AWS Database Migration Service, commonly abbreviated as "AWS DMS", is a service developed to streamline the transition of customers databases from on-premise systems to the AWS Cloud.
Since its launch in general availability in 2016, this service has undergone numerous updates, with the most significant recent enhancement being the introduction of DMS Serverless.
Full Load vs Capture Data Change (CDC)
DMS offers 3 possibilities to migrate your database:
- 1️⃣ Full Load - Migrate existing data from your source database to the target of your choice.
- 2️⃣ Full Load and CDC - Migrate existing data and replicate ongoing changes
- 3️⃣ CDC only - Only replicate ongoing changes
Option1️⃣ is recommended by AWS, following a lift-and-shift migration strategy. The two others are designed to fit with every customer specific use case and constraints, but is not recommended for a daily production usage.
The hidden cost
Even so, many companies still rely on DMS to replicate on the fly ongoing data from their legacy on-premise databases to RDS instances. Moving an entire company with thousands of technical stack or product (and associated data) can be a long and complicated journey, paired with technical challenges and associated delays.

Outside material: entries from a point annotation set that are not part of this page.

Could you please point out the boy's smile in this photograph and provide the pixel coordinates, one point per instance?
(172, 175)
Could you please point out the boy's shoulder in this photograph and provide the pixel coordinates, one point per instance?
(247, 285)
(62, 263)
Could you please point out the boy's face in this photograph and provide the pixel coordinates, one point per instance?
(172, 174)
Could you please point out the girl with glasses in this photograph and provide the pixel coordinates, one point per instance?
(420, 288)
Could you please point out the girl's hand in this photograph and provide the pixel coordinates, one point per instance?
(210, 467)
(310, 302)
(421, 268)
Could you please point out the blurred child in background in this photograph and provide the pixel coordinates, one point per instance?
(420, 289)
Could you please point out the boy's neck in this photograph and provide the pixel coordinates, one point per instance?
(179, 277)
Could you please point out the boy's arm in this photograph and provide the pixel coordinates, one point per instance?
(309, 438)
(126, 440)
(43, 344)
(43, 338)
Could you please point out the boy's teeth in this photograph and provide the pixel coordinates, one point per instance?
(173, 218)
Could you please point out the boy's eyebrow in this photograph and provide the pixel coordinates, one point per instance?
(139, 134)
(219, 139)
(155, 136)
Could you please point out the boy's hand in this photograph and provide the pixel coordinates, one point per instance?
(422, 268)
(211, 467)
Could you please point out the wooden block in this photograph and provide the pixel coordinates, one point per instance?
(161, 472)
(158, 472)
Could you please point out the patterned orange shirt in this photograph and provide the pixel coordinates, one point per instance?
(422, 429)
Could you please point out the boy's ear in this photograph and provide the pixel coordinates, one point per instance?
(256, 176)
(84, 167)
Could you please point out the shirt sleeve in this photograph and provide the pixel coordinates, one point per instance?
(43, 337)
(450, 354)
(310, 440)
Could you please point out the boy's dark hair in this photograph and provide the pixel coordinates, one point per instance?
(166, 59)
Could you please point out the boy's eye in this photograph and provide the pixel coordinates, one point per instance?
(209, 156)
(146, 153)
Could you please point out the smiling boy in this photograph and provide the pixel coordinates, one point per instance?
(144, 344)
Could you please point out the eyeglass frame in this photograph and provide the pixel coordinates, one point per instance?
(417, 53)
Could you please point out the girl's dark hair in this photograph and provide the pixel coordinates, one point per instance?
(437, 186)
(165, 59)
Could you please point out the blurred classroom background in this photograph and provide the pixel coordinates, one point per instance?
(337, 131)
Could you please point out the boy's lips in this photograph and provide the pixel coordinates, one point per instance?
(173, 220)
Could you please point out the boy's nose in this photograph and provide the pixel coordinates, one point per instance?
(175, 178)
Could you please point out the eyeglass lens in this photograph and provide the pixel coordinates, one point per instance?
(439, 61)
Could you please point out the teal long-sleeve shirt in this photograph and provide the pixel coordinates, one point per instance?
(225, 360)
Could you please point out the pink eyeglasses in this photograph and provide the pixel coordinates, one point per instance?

As this is a good practice to get some observability from a production system, logs export to Cloudwatch must be activated, using replication task settings:
"Logging": {
"EnableLogging": true
},
On your behalf, DMS task will create the Log Group of the replication instance, and put into the Log Stream of the associated task. DMS will also destroy the Log Group and Streams if the DMS Replication Instance is destroyed.
The main issue here is about the Cloudwatch Log Group settings:
- 🏷️ - No tags are propagated from your replication instance to the log group. This broke ABAC access policies.
- 💵 - No retention policy can be set by default, resulting to applying a "never expire" policy, as this the default on Cloudwatch.
To me, the last point is the most critical: considering a DMS replication task running since years in production in CDC mode with log export enable (with a default verbosity), monthly costs can be huge:
According to AWS calculator tool, 2405.22 GB of data is billed on eu-central-1 (Frankfurt):
- ~$1500 per month.
- ~$18.000 per year.
Mitigate the cost
As DMS must manage the lifecycle of the Log Group (creation and destruction), you cannot pre-create a Cloudwatch Log Group and ask DMS to use it - it will result to an error.
I recommend the following approach to mitigate both ABAC and billing issue:
- Create a Step Function with two steps:
- Cloudwatch Logs - TagLogGroup
- Cloudwatch Logs - PutRetentionPolicy
- Create an EventBridge rule triggered by CreateLogGroup API call.
- Use the Step Function as target
This solution is easy to create, maintain, observe, cost-effective yet powerful.